United Kingdom of Great Britain and Northern Ireland
Practice Relating to Rule 91. Corporal Punishment
The UK Military Manual (1958) prohibits measures against protected persons which will cause physical suffering and states: “This prohibition applies … to corporal punishments.”
The manual further states: “Corporal punishments … are forbidden.”
The manual states that, in occupied territories, the prohibition of measures of such character as to cause the physical suffering or extermination of protected persons in the hands of the occupant “applies … to corporal punishment”.
The manual recalls that “corporal punishment is excluded” with regard to the punishment of war criminals.
The UK LOAC Pamphlet (1981) forbids corporal punishment.
The UK LOAC Manual (2004) states: “Corporal punishment and cruelty in any form are prohibited.”

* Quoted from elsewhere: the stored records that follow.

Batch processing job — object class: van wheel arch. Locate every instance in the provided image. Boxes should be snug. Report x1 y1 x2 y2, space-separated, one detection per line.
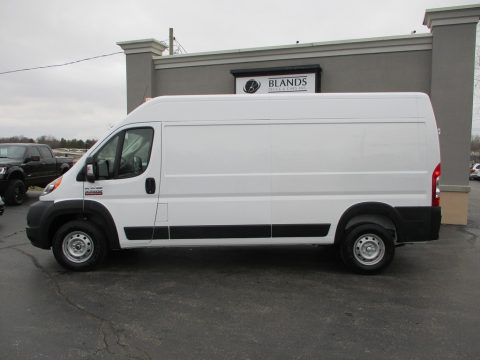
48 200 120 250
335 202 402 245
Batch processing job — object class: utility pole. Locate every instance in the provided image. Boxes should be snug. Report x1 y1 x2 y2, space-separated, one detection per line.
168 28 174 55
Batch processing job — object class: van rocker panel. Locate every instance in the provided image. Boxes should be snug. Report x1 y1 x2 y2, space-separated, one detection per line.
124 224 330 240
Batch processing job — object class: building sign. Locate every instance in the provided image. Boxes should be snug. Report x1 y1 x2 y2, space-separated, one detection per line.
231 65 321 94
235 73 316 94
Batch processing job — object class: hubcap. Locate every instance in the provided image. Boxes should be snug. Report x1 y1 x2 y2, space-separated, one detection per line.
353 234 385 265
62 231 94 264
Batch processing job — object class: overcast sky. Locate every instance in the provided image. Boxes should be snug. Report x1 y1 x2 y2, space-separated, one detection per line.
0 0 480 139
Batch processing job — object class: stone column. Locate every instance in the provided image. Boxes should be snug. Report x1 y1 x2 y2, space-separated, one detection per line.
117 39 167 112
423 5 480 224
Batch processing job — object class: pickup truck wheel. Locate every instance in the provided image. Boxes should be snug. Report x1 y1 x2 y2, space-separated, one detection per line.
340 224 395 274
5 179 27 205
52 220 107 271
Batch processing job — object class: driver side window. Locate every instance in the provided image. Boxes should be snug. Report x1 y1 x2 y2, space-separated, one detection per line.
95 128 153 180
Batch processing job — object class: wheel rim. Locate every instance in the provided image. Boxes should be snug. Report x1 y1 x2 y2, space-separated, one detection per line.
353 234 385 265
62 231 94 264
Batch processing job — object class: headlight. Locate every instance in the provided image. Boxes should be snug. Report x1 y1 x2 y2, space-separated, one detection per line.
40 176 62 196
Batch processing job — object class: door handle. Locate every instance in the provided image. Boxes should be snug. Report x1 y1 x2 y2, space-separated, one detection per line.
145 178 156 194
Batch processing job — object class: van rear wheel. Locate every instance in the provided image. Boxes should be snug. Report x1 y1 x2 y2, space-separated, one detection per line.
340 224 395 274
52 220 107 271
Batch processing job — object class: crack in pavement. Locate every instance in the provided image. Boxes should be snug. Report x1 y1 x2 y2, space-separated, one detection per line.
458 226 478 245
8 245 151 360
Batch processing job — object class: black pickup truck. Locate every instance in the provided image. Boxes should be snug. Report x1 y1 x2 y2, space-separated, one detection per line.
0 144 73 205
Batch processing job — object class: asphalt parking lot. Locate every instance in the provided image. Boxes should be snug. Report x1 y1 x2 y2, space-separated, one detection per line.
0 187 480 359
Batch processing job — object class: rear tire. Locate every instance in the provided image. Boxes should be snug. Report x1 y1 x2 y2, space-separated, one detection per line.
52 220 107 271
340 224 395 274
4 179 27 205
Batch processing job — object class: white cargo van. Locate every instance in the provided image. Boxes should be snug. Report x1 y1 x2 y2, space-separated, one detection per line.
27 93 440 273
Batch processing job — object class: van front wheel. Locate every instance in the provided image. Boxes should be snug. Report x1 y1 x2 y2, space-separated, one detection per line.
52 220 107 271
340 224 395 274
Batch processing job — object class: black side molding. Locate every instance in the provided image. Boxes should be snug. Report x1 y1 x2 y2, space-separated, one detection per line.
125 224 330 240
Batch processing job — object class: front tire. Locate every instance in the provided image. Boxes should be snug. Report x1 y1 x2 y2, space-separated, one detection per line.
5 179 27 205
52 220 107 271
340 224 395 274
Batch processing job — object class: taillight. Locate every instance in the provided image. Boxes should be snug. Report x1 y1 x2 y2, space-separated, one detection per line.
432 164 442 206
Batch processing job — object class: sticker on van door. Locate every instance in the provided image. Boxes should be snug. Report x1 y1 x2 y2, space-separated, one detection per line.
85 186 103 195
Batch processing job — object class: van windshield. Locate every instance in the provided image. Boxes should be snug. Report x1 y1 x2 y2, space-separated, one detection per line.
0 144 25 160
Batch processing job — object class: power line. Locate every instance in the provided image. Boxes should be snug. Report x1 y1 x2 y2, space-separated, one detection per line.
0 51 123 75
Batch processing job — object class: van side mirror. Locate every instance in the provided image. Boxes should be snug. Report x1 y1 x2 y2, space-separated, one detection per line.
85 157 95 183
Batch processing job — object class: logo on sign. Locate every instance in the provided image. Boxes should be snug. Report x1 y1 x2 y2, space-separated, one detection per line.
243 79 262 94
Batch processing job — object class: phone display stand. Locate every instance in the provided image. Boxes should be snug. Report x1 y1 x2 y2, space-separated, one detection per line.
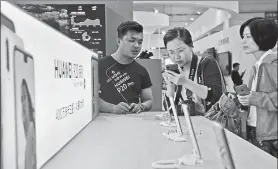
162 130 187 142
152 150 203 169
161 97 186 142
152 98 204 169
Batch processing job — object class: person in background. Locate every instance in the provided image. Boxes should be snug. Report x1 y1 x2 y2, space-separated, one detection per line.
238 18 278 158
42 18 61 32
163 27 223 115
99 21 153 114
231 63 245 86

With regard to internal armed conflicts in which the 1977 Additional Protocol II is applicable, the manual provides:
The following acts against protected persons “are and shall remain prohibited at any time and in any place whatsoever”. These are:
a. … any form of corporal punishment.
In 2010, in its closing submissions to the public inquiry into the circumstances surrounding the death of Baha Mousa and the treatment of those detained with him by UK armed forces in Iraq in 2003, the UK Ministry of Defence stated:
12. The treaties setting out rules of IHL are supplemented by rules of customary international law (CIL), i.e. rules which are recognized as binding by States, even though they do not appear in treaty texts. ... [I]n relation to the rules described below the Government accepts that they reflect CIL. It is suggested that the rules which are of most relevance to this inquiry are:
…
12.10. … Corporal punishment is prohibited.
12.11. Accordingly, even had the imposition of the stress positions to which the detainees were subjected been legal (which it was not) then punishing them with violence for failing to maintain them was contrary to IHL.